À la suite de la médiatisation du mouvement pro-ana, le grand public et des organismes de santé se sont emparés du dossier ce qui a conduit à la fermeture de certains sites Web.
[modifier] Législation française
En France, le député François Vannson (UMP) a proposé le 26 février 2007 d'ajouter à l’article 15 de la loi no 86-1067 du 30 septembre 1986 relative à la liberté de communication[2] l'alinéa suivant : « Est prohibée la diffusion des sites Internet promouvant, incitant et encourageant les adolescents à devenir anorexique[3]. » Lors de son exposé, Vannson déclare notamment que « face à la désinformation de ces sites, mais surtout l’incitation à la maladie qu’ils exercent, nous devons réagir ; car la vie d’adolescents est en jeu. Ces sites doivent être strictement interdits. Il ne s’agit là nullement d’une restriction à la liberté d’expression, ainsi que ces sites ont voulu dénoncer leur interdiction aux États-Unis et au Royaume-Uni, mais de la protection de la santé physique et morale des être les plus sensibles et influençables. »

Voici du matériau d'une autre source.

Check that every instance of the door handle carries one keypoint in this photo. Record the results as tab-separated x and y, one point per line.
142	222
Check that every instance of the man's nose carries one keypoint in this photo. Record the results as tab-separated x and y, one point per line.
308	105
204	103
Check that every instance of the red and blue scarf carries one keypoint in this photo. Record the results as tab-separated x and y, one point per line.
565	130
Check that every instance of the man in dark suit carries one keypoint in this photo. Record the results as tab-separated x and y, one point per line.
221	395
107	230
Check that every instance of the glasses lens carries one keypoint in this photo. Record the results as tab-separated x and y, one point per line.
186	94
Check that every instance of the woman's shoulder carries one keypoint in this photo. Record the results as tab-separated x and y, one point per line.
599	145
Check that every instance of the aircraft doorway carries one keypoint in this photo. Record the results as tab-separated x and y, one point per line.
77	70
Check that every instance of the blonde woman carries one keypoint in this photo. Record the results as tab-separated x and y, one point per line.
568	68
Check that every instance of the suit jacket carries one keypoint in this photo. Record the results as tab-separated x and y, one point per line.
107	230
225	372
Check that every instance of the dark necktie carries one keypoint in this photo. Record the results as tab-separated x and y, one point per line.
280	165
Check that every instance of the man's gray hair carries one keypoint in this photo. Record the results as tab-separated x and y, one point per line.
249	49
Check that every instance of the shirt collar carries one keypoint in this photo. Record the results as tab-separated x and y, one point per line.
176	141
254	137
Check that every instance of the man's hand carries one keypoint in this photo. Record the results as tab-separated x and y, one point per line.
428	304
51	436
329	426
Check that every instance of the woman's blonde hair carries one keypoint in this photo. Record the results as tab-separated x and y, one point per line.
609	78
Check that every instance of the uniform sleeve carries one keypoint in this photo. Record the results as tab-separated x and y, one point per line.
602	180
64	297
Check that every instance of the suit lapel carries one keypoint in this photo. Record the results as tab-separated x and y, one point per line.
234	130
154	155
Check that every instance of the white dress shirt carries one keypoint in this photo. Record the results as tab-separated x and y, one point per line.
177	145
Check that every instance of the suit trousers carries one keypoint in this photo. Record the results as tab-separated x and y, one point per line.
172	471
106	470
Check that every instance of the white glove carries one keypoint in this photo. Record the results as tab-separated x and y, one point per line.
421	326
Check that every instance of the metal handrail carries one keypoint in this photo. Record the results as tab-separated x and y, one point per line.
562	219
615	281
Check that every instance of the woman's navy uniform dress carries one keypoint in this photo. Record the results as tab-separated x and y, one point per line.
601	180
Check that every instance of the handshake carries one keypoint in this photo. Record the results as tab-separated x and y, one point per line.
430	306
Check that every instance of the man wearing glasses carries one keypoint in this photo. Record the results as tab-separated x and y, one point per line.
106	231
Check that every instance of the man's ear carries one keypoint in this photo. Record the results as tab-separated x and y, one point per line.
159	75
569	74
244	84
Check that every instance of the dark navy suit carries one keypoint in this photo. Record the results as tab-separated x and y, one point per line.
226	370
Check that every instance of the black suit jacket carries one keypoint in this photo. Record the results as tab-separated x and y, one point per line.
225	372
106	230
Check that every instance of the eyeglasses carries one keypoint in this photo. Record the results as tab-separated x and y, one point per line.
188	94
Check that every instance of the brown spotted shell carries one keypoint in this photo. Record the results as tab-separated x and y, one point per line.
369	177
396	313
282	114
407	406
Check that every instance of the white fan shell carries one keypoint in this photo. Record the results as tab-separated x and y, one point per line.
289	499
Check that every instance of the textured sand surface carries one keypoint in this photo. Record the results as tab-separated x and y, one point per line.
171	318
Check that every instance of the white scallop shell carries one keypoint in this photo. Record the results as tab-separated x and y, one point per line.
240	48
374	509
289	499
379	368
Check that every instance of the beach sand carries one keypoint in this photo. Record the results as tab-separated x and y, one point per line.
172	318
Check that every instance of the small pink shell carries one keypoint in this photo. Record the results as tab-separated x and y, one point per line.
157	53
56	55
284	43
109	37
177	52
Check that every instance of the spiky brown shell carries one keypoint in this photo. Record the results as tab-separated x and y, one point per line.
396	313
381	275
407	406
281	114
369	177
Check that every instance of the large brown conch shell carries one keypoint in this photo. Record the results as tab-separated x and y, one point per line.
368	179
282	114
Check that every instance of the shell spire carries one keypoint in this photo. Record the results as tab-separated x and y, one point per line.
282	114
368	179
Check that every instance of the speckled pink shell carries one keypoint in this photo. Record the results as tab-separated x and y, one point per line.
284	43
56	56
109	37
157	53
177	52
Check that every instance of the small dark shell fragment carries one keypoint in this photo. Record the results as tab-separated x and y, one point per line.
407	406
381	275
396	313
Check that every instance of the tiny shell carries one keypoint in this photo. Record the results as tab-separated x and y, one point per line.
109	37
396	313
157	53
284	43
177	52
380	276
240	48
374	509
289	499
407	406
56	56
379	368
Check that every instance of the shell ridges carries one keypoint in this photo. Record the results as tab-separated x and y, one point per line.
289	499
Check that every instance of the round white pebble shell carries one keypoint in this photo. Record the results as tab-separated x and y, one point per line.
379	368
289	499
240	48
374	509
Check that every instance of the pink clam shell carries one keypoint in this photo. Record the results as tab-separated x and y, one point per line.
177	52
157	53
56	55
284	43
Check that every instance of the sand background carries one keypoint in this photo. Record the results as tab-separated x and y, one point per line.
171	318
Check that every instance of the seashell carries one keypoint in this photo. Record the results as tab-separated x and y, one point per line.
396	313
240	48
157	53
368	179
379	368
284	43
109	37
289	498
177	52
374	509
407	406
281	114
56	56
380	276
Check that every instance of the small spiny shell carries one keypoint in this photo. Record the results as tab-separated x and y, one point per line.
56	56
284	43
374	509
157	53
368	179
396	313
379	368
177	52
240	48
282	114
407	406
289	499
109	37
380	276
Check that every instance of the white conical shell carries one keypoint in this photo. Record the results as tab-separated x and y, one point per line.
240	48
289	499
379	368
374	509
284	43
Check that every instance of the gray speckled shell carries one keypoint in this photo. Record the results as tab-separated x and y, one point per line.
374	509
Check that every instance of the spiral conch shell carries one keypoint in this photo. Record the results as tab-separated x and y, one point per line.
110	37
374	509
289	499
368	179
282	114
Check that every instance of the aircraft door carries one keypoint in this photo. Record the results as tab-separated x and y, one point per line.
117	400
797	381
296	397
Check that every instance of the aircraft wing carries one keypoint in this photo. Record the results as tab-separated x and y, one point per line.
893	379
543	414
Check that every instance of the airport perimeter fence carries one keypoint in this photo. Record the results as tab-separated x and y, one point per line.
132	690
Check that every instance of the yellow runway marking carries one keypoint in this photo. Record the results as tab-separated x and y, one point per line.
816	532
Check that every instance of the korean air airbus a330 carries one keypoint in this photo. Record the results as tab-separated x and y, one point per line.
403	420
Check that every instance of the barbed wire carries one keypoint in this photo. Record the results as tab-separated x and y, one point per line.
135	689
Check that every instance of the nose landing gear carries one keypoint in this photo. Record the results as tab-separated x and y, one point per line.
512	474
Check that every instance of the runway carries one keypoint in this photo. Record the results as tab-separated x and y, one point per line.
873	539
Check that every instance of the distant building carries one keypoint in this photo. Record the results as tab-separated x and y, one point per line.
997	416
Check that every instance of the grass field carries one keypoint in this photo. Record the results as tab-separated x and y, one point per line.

Le 15 avril 2008, un texte proposé par la députée UMP des Bouches-du-Rhône Valérie Boyer a été adoptée, en première lecture par l'Assemblée nationale française. S'il était finalement promulgué, « le fait de provoquer une personne à rechercher une maigreur excessive en encourageant des restrictions alimentaires prolongées ayant pour effet de l'exposer à un danger de mort ou de compromettre directement sa santé » serait interdit. Les peines encourues pourraient atteindre 3 ans d'emprisonnement et 45 000 euros d'amende[4].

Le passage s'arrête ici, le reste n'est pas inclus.